The three-day conference in the capital city of Doha, which concluded on Wednesday, focused on matters ranging from the global economic slowdown and escalating crude prices to whether Qatar can rustle up enough beds to handle 1.2 million ticket-holders for soccer’s 2022 World Cup in November.
Elon Musk, however, stole the show when he injected new uncertainty into the question of whether he will ultimately buy Twitter and talked about where he’s spending other portions of his $220 billion personal fortune.
Musk, the 50-year-old chief executive of electric carmaker Tesla and rocket company SpaceX, said there were still “unresolved matters” holding up his $44 billion bid for the popular social media platform.
“There is the question of will the debt portion of the round come together and then will the shareholders vote in favor,” he said in an interview on Tuesday with John Micklethwait, editor-in-chief of Bloomberg News, who was onstage in Qatar while Musk was in the U.S. talking by video feed.
Asked about the U.S. economy, Musk said a recession is inevitable and outlined the job cuts he’s ordered at Tesla that will reduce the salaried workforce by 10%. “As to whether there is a recession in the near-term, that is more likely than not.”
Bloomberg LP was media sponsor of the conference, which was streamed live on its website. The company’s billionaire founder, former New York City Mayor Michael Bloomberg, delivered opening remarks alongside the emir of Qatar, Sheikh Tamim bin Hamad Al Thani. The event was underwritten by the Qatari government.
Among Musk’s backers in his bid for Twitter is Qatar Holding LLC, which committed to invest $375 million. The company is owned by the Qatar Investment Authority, the country’s sovereign wealth fund.
Also onstage was ExxonMobil CEO Darren Woods, who said oil companies will need three to five years to “catch up” on the investments required to assure adequate world supply. He spoke on a panel with Qatari Energy Minister Saad Al-Kaabi, with whom he also signed an investment agreement to take a 6.25% stake in Qatar’s $29 million North Field liquefied natural gas project.

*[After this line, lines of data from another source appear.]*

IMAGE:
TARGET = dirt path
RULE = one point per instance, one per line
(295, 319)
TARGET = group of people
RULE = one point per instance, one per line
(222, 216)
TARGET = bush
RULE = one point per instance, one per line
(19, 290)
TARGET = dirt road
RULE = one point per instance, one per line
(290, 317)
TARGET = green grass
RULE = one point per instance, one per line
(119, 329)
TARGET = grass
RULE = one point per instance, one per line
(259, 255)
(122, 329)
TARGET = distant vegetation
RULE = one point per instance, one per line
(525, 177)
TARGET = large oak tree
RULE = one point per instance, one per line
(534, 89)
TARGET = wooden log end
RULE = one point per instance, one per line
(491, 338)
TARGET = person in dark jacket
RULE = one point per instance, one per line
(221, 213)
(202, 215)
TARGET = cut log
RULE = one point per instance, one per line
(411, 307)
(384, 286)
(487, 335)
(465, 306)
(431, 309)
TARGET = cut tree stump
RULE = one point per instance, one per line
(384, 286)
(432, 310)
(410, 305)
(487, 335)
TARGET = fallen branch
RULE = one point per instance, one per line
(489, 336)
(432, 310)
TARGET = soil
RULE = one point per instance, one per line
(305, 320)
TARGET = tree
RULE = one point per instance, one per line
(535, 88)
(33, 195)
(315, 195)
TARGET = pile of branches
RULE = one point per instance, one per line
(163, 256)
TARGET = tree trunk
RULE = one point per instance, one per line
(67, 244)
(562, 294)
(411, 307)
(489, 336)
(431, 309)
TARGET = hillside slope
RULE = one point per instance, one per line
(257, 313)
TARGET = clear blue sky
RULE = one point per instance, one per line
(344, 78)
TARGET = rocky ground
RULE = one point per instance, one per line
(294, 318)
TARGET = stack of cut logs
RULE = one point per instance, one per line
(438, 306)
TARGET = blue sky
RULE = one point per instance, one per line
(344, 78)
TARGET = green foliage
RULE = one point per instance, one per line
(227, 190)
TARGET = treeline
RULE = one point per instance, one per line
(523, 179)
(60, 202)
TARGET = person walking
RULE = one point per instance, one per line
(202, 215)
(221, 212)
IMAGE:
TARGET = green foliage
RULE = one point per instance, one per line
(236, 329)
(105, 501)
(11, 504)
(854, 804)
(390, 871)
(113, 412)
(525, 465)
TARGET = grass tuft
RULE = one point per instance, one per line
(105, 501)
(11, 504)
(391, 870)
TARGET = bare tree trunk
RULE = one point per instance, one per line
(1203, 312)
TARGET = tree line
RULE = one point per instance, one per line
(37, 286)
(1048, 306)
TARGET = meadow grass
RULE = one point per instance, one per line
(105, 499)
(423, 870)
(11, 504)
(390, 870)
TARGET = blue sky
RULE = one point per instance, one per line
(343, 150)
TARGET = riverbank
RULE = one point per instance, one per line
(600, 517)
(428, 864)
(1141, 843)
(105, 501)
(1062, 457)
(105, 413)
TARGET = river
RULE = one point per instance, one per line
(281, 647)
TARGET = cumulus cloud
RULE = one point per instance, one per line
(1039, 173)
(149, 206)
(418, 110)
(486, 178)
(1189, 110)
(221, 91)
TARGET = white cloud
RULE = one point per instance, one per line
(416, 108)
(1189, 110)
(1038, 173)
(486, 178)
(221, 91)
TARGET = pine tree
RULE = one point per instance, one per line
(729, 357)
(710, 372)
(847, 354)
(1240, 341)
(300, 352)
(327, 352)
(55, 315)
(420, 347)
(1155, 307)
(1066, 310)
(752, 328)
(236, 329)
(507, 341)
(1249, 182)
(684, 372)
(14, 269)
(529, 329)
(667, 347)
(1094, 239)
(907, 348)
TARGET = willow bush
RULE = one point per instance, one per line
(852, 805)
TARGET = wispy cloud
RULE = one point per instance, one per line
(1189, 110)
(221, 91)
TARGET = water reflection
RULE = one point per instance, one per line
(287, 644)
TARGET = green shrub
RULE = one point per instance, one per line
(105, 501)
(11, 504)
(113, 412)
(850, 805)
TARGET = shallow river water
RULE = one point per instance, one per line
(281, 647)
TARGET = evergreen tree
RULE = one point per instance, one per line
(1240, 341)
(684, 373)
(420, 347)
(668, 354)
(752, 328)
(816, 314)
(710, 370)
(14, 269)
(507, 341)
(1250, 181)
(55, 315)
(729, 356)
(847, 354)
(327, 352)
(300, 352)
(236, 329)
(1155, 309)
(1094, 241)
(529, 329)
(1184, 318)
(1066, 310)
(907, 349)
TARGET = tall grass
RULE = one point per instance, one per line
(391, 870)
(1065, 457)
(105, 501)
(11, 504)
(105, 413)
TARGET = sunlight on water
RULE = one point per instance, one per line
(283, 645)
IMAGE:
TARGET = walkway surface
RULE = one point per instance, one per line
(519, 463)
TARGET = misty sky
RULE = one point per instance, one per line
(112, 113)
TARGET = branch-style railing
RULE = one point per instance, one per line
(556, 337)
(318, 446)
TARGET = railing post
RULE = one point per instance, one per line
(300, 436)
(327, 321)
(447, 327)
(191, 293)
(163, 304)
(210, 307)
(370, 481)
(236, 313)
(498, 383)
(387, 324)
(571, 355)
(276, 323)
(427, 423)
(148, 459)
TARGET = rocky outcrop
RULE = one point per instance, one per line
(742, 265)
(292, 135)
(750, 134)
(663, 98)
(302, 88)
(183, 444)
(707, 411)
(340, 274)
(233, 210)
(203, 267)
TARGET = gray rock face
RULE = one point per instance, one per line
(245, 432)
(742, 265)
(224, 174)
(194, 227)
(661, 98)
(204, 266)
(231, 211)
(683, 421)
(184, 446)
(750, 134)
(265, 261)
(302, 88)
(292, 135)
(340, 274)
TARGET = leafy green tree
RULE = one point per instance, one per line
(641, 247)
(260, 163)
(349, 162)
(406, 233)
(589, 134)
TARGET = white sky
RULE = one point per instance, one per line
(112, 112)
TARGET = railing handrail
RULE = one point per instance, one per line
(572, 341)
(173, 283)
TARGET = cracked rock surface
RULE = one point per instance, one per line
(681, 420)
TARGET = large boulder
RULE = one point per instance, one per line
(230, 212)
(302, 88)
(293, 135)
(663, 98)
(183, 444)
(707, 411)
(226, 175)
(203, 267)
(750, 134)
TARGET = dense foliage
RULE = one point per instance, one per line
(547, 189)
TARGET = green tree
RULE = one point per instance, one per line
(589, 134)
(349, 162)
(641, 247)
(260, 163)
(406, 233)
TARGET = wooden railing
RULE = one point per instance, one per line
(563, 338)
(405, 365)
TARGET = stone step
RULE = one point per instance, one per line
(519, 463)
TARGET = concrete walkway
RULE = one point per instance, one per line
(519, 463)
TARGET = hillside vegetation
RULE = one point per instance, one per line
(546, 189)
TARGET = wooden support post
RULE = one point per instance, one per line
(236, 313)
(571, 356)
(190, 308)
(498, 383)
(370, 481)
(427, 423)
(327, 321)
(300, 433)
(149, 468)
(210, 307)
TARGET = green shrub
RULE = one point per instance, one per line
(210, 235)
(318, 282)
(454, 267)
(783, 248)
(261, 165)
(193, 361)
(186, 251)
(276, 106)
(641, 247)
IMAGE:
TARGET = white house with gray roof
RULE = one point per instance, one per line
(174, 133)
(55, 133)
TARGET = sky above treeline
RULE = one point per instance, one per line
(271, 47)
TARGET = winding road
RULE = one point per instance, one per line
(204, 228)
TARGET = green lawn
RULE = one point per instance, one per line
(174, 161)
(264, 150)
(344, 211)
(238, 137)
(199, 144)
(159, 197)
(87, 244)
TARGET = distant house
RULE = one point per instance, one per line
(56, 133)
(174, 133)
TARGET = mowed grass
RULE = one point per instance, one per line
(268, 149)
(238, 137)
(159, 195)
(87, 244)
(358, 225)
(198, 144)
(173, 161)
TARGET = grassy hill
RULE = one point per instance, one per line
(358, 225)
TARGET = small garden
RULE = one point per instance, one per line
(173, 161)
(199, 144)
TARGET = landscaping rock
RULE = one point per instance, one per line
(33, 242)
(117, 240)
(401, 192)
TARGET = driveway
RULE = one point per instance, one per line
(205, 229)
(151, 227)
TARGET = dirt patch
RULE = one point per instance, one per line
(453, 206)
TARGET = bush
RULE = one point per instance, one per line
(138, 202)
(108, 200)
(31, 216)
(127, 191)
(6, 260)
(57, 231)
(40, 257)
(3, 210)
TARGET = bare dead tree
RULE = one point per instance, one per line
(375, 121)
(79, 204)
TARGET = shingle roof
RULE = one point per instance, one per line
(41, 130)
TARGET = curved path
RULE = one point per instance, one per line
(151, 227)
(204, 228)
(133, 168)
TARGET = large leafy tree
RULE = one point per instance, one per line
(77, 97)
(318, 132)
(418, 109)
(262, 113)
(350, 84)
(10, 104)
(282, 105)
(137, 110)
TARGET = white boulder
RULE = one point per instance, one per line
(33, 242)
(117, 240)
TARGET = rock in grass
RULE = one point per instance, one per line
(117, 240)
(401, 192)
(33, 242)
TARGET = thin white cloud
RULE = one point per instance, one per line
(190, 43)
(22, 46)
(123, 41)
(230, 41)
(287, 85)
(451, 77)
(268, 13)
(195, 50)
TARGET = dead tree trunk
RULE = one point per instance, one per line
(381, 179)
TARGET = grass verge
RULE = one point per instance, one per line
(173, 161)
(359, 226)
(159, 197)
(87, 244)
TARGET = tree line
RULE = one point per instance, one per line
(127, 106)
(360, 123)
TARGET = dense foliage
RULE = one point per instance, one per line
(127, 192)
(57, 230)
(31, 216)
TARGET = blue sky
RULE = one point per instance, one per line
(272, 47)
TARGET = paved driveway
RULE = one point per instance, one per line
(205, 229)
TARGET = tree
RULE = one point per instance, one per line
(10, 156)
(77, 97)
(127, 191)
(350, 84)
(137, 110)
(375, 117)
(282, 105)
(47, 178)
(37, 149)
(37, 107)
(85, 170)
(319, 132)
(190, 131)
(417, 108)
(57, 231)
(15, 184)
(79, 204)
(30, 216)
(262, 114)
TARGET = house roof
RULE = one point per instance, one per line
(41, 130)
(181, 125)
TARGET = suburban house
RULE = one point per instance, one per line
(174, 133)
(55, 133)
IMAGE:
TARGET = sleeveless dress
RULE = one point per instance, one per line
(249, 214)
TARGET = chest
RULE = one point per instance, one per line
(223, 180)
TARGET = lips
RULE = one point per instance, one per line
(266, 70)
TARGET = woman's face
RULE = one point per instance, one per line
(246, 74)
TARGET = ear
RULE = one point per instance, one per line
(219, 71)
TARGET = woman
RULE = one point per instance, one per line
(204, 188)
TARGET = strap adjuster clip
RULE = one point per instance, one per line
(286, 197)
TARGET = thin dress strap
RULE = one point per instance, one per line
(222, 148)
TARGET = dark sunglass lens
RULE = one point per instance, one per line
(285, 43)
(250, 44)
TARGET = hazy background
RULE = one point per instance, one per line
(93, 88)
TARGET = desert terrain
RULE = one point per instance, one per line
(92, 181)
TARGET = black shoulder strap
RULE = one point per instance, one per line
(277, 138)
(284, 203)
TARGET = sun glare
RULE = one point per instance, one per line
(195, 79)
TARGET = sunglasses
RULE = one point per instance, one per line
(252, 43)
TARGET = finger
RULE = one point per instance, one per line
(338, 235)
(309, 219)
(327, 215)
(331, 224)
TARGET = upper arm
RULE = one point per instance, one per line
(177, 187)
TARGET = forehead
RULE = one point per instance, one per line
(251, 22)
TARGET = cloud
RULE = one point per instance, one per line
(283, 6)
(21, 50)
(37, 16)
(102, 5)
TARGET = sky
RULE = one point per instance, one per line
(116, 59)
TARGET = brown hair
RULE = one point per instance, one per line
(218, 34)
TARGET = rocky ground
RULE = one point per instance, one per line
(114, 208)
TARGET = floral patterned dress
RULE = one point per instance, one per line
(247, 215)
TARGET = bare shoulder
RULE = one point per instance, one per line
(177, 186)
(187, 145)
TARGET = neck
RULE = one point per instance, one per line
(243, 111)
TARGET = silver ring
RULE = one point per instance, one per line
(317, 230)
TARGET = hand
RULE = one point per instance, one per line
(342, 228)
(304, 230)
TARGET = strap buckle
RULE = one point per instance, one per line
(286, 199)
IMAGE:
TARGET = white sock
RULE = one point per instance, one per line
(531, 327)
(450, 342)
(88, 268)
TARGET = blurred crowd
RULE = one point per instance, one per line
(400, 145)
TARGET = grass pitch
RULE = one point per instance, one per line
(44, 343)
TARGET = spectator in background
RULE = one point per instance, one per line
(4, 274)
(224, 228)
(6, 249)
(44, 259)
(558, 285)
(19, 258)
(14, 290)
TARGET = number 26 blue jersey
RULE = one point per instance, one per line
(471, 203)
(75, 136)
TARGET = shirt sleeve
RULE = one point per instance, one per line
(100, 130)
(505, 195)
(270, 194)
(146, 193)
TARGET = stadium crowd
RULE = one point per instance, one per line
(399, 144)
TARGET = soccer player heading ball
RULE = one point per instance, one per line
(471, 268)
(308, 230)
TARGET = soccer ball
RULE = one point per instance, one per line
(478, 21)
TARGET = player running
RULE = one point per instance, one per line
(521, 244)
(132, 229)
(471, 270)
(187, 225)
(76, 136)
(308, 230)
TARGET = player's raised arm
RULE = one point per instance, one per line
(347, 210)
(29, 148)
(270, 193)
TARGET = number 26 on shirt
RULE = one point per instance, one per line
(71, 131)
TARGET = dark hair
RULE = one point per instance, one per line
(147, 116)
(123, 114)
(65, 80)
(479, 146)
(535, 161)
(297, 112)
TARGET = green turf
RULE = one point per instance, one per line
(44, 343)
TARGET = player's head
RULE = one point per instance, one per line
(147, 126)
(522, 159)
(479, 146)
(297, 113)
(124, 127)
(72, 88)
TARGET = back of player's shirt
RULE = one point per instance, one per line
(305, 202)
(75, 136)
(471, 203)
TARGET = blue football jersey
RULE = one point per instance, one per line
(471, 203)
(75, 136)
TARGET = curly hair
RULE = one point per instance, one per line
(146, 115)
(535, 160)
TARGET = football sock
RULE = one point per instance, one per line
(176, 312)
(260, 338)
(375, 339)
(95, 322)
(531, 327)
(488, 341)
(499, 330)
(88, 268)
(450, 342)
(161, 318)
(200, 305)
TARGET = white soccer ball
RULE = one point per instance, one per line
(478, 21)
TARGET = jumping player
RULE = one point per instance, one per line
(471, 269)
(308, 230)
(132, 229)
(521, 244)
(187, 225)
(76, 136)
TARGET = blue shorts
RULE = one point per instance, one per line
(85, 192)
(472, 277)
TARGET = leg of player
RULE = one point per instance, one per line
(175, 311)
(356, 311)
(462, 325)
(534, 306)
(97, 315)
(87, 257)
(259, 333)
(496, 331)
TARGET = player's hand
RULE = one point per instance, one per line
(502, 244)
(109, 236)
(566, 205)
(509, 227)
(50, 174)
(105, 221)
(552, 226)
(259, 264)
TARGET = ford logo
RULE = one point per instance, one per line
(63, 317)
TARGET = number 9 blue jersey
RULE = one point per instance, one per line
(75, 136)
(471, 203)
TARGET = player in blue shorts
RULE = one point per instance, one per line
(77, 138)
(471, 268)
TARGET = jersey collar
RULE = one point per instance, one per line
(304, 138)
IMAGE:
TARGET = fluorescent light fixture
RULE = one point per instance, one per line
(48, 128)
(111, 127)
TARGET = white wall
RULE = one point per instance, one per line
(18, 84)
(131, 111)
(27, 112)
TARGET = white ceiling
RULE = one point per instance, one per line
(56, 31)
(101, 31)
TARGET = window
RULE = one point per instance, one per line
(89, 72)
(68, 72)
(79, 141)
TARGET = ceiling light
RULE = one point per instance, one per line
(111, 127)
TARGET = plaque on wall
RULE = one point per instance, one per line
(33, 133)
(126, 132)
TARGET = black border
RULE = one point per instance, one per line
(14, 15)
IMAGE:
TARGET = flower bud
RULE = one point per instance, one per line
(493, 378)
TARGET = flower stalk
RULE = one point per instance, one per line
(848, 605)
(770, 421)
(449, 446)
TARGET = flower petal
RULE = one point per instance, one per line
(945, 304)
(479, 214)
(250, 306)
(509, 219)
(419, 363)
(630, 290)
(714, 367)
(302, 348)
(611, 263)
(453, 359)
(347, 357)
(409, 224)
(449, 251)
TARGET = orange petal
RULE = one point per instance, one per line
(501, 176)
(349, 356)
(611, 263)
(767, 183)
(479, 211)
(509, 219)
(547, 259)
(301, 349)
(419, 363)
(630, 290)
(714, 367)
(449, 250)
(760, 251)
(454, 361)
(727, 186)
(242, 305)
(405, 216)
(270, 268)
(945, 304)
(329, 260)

Other heads of state who participated in the forum were Rwandan President Paul Kagame, Namibian President Hage Geingob and Khazakistan President Kassym-Jomart K. Tokayev.
The conference ended Wednesday with appearances by Gianni Infantino, president of the World Cup’s governing body FIFA, and the Qatari government’s chief organizer for the tournament, Hassan Al-Thawadi. Qatar, which does not have nearly enough hotel beds for the expected crowds, plans to bring cruise ships, pitch Bedouin tents in the desert and run shuttle flights to nearby Gulf states to handle the onslaught of fans.
Asked whether Qatar is prepared, Al-Thawadi said, “We’re more or less there.”